Manifestavam-se ali traços comuns do exercício da maternidade entre nós. Um deles, a "conciliação" vida familiar e atividade profissional, assunto de mulheres. Alunas se referiram a essa experiência, reforçando o que a literatura pertinente aponta quanto ao fato se ser essa uma solução que ainda diz respeito, sobretudo, às mulheres. São elas, principalmente, que enfrentam os dilemas e as culpas quando as formas de acomodar ambos os planos, ambos os sonhos, são atrapalhadas, desajeitadas, não se acha a pessoa certa, não se tem o tempo desejado, não se supre devidamente as carências, das mães e dos filhos. Outro traço comum verificado foi a frequência com que nossas "ajudantes", "secretárias", empregadas domésticas que são, muitas vezes, cuidadoras sem o reconhecimento profissional pertinente, também fazem a conciliação vida e trabalho. Também elas recorrem a outras, da família ou de fora, tirando parte dos rendimentos para pagar uma cuidadora para seus próprios filhos e parentes.

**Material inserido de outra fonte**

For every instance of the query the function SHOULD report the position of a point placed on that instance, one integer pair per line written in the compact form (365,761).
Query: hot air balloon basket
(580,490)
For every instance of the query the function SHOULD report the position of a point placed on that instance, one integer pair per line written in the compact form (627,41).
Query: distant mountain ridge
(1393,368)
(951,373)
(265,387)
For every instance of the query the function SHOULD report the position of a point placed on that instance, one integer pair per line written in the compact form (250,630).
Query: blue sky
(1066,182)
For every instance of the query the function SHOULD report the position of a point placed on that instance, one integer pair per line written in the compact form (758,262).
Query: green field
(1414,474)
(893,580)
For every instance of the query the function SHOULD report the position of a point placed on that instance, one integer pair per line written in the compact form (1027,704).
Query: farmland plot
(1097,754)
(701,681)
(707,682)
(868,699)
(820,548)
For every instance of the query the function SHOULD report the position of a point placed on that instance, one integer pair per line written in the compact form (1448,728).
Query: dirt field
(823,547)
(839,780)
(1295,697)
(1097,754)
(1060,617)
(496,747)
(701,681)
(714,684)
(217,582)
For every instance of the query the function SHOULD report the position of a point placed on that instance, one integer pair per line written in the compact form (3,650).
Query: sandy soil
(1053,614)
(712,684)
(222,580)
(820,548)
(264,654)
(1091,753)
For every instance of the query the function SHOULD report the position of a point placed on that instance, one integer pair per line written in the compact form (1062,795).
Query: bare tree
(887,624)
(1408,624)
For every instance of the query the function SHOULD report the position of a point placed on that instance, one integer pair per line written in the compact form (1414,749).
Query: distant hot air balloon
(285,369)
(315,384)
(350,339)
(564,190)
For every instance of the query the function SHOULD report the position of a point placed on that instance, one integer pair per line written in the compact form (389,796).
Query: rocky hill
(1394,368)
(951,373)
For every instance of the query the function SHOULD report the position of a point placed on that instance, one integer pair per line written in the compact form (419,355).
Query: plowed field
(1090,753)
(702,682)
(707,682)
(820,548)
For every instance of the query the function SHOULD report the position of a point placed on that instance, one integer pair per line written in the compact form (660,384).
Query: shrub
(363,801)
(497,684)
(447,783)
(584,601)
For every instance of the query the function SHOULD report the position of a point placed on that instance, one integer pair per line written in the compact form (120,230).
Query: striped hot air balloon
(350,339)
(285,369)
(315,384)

E, assim, desse modo privado, doméstico, seguimos resolvendo parte da tensão da chamada conciliação entre vida familiar e trajetória profissional, com maiores ou menores possibilidades, pois as desigualdades sociais são profundas. Daí me ocorreu a idéia do título desta postagem sobre o dia das mães, a de uma cadeia produtiva que efetiva a maternidade. Trata-se de uma rede social em grande parte informal e silenciosa, feita de trabalhos e cuidados, afeto e conflitos, reconhecimento e invisibilidade, direitos conquistados e, não obstante, negação de direitos.
E as mães seguem dando vida, amor, cuidados, até nos nomes que escolheram para os filhos, sozinhas ou compartilhando a decisão com os companheiros, nomes que refletem o fato de que, especialmente naquele instante em que deram à luz, sonharam um futuro bom para os seus.